25. April 2023 11:46

Solche Beiträge sind wie Tiefseetauchen mit Suchscheinwerfern entlang der Wracks vergessener Flotten. Man möchte in jedes einzelne hinein und die dumpfe Ahnung ihrer Schicksale in farbiges Leuchten verwandeln, im Grunde getrieben vom sinnlosen Wunsch, sie doch nur unwirklich, ungeschehen zu machen.  Es ist nicht allein die Amputation der östlichen Körperhälfte unseres Volkes, mit seiner Verbundenheit zum Raum dahinter, die schmerzt, sondern die desinteressierte Bewusstlosigkeit im Verbliebenen angesichts des mit ihr versunkenen Wissens.

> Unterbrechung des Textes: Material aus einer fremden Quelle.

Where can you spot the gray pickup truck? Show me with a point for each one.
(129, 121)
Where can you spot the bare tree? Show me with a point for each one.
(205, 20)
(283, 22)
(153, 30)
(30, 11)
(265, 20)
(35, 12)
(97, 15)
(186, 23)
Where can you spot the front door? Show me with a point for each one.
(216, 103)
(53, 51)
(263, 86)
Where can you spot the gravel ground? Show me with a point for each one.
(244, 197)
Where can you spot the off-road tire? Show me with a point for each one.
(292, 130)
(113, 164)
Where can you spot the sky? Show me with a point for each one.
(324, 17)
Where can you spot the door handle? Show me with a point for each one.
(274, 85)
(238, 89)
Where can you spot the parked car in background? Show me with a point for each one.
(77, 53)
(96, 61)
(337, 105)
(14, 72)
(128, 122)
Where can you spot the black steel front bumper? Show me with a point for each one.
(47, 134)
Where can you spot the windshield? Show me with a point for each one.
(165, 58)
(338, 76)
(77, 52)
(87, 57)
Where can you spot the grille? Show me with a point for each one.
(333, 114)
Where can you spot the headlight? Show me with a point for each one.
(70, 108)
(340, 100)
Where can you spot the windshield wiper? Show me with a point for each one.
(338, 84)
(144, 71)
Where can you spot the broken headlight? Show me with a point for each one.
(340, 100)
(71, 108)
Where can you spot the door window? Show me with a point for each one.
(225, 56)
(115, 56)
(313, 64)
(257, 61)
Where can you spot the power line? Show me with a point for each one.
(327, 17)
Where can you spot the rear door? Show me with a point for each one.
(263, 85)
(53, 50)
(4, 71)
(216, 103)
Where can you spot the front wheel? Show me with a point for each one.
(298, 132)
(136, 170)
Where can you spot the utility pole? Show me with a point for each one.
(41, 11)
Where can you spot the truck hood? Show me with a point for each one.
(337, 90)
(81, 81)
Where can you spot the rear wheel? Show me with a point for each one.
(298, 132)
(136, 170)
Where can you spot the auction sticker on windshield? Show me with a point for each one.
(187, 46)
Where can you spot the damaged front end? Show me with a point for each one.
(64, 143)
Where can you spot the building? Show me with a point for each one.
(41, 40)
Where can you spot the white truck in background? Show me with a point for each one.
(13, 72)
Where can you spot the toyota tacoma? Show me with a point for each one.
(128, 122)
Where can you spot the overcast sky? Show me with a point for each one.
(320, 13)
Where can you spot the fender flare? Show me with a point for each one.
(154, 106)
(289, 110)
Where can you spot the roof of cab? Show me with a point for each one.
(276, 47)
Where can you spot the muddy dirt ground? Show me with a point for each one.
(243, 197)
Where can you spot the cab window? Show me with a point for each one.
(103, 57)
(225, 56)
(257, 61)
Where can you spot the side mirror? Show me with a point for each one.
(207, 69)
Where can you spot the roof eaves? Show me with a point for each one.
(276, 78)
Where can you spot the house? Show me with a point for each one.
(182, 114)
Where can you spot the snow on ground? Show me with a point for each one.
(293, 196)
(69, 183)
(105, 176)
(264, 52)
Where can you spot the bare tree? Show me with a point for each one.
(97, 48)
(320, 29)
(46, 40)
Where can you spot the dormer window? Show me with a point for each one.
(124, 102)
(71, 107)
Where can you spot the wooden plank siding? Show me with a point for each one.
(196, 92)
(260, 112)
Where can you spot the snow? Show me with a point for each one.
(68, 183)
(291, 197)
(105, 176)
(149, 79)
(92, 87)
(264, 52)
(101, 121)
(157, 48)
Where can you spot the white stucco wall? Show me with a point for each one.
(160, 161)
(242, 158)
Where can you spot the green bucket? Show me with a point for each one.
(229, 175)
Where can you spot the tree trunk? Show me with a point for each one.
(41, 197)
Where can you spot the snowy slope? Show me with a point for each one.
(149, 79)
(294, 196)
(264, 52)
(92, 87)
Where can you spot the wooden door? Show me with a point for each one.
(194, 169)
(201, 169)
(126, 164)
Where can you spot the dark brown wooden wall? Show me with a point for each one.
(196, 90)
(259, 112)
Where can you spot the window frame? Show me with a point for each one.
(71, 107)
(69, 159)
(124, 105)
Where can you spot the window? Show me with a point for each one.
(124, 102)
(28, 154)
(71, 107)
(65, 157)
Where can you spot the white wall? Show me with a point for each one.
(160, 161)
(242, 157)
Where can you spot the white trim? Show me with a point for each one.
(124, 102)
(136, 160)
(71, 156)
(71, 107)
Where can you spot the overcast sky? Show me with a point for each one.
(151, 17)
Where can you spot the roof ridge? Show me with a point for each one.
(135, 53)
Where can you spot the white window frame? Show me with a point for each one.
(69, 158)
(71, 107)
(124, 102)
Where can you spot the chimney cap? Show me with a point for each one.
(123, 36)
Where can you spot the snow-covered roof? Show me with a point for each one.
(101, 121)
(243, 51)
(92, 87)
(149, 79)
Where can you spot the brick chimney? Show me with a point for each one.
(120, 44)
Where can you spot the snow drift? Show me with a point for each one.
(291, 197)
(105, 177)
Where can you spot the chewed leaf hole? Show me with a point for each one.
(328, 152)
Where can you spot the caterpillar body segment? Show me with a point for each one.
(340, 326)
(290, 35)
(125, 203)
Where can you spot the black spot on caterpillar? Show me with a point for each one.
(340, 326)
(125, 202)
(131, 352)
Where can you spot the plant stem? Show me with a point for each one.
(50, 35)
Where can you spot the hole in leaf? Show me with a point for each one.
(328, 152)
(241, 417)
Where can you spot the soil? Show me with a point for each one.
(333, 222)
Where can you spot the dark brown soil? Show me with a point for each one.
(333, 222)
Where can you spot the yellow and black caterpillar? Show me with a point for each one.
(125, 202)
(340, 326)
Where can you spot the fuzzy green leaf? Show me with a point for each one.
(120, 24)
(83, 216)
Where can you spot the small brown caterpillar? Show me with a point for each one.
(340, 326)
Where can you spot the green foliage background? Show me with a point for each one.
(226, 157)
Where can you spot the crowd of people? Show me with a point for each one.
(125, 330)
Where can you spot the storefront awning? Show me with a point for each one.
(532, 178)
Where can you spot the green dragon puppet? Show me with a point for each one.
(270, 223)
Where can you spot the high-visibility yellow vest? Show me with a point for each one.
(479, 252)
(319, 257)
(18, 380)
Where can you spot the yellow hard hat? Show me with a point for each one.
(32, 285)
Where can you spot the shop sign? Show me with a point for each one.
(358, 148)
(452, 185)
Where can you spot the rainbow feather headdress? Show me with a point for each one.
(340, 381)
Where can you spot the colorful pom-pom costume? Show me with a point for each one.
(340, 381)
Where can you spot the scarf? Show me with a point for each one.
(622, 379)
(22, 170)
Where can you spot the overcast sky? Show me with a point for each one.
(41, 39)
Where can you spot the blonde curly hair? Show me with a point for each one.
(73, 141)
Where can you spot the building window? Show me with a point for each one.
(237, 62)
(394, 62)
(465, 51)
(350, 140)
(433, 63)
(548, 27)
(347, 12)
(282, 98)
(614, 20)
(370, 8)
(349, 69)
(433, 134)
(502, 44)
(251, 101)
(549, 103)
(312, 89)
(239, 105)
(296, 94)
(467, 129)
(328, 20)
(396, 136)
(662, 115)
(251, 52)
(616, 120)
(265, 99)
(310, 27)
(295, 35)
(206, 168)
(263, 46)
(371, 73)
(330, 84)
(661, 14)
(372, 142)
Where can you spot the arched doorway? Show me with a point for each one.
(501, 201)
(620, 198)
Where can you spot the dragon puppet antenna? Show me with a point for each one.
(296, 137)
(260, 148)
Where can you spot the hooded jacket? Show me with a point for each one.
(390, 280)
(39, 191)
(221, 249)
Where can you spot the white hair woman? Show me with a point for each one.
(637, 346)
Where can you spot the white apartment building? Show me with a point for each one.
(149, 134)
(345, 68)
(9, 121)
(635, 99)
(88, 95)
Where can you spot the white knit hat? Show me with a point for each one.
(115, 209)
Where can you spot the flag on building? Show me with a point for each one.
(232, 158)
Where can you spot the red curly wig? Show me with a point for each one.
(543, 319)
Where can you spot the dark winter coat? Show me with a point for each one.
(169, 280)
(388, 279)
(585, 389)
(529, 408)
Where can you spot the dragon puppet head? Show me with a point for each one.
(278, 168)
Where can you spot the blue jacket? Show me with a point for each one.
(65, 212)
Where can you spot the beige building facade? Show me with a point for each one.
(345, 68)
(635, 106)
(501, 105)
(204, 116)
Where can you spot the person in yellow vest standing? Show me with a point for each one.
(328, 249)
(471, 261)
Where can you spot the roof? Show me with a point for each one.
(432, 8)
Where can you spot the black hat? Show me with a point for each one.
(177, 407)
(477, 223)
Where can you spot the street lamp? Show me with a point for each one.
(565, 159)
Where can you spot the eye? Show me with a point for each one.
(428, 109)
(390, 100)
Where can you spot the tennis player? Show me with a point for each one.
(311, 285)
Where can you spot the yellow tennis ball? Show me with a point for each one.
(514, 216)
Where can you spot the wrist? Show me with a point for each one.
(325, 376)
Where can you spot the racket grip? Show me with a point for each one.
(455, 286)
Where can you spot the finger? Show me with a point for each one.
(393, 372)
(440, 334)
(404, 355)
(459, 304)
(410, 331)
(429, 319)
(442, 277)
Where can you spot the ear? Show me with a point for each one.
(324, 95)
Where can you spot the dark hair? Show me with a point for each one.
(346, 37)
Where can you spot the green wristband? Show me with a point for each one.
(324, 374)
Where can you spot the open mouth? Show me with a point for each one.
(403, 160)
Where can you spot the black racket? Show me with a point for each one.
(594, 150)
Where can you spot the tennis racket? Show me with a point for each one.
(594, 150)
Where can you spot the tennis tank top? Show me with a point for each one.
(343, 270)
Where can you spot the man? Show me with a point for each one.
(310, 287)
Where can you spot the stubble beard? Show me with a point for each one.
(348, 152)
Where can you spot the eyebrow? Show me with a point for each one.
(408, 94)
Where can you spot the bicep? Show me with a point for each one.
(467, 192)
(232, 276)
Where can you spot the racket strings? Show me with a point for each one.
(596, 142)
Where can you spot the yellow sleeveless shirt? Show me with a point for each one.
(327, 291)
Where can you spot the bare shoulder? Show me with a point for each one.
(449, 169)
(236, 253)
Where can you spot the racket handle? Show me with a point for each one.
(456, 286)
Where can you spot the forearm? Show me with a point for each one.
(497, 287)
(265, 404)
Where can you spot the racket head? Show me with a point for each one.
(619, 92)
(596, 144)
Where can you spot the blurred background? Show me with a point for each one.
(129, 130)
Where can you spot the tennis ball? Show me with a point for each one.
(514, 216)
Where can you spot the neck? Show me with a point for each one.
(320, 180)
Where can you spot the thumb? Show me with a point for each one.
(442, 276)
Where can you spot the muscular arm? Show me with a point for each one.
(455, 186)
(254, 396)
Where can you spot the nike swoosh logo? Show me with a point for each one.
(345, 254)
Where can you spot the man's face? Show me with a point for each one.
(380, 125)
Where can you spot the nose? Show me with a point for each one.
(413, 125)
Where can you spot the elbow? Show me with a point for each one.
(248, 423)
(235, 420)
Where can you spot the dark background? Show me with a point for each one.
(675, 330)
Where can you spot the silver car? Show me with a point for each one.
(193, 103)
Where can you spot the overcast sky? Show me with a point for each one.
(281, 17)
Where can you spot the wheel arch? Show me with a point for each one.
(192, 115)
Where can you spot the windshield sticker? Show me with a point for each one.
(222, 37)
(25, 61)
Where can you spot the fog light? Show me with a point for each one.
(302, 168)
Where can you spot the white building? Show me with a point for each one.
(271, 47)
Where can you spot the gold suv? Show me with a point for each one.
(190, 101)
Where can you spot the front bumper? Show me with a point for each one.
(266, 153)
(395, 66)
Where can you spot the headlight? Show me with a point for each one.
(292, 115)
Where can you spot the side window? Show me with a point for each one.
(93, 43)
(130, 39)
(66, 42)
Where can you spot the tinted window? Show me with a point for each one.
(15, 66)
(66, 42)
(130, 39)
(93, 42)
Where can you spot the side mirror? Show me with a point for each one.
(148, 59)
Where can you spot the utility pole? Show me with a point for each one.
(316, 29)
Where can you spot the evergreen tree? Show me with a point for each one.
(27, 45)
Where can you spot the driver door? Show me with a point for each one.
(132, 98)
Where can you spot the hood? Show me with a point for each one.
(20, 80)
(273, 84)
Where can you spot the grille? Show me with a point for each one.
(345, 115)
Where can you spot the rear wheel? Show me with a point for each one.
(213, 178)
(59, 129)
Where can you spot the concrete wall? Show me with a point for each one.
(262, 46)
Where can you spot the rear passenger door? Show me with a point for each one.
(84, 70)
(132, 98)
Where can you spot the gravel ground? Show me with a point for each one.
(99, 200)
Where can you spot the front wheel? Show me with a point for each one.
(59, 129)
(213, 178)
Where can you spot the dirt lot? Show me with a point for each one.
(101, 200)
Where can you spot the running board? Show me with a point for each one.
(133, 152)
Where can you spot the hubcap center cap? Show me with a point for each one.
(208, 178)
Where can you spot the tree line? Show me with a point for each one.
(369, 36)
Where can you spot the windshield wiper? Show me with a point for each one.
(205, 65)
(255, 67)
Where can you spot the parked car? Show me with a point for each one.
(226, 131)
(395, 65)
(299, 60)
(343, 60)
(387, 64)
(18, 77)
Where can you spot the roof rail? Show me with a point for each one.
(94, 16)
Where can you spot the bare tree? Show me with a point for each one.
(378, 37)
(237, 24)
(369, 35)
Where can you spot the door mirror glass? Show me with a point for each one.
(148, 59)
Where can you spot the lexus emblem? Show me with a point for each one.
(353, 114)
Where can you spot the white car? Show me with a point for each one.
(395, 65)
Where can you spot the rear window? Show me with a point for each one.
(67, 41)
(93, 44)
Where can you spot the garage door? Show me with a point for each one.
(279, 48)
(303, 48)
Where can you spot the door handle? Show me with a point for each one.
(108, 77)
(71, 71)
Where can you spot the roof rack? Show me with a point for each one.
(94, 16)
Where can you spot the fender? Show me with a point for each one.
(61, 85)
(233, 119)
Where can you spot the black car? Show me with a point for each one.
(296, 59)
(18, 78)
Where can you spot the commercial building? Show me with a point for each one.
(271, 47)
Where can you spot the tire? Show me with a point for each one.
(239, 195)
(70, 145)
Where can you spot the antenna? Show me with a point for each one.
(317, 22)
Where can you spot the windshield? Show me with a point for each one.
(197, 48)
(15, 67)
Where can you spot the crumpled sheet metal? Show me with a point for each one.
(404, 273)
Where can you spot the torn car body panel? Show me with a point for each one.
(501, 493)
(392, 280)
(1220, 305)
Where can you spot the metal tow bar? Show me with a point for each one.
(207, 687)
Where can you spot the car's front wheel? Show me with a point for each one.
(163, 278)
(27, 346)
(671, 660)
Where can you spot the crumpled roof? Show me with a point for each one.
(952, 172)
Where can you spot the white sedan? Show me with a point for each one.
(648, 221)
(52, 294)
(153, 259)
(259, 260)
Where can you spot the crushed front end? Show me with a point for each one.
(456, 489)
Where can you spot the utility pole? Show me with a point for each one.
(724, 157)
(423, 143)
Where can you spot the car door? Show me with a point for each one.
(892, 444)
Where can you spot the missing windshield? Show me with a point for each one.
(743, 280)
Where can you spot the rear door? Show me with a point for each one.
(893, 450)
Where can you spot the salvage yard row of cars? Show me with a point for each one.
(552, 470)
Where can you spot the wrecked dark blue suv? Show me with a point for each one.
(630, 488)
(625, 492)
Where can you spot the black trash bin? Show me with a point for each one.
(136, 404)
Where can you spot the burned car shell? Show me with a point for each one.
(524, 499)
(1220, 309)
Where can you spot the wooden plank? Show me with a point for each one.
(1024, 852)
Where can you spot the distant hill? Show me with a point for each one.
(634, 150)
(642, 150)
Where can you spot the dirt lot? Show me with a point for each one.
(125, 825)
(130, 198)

Für Arbeiten wie die obige möchte ich daher herzlich danken.

Laurenz

26. April 2023 12:43

Ich hatte mal in eine frühe Auflage von "Wir rufen Deutschland", noch in Fraktur gedruckt (also von vor 1941), hineingelesen. Das war grauenhaft, der Inhalt kaum zu ertragen. Nachdem ich mich gefragt hatte, ob das Buch meine historischen Kenntnisse weiterbringt, wenn mir noch mehr grausame Einzelschicksale bekannt werden, habe ich das Buch wieder beiseite gelegt. Ich kann beim Lesen eben nicht genügend Distanz zum Gelesenen aufbauen.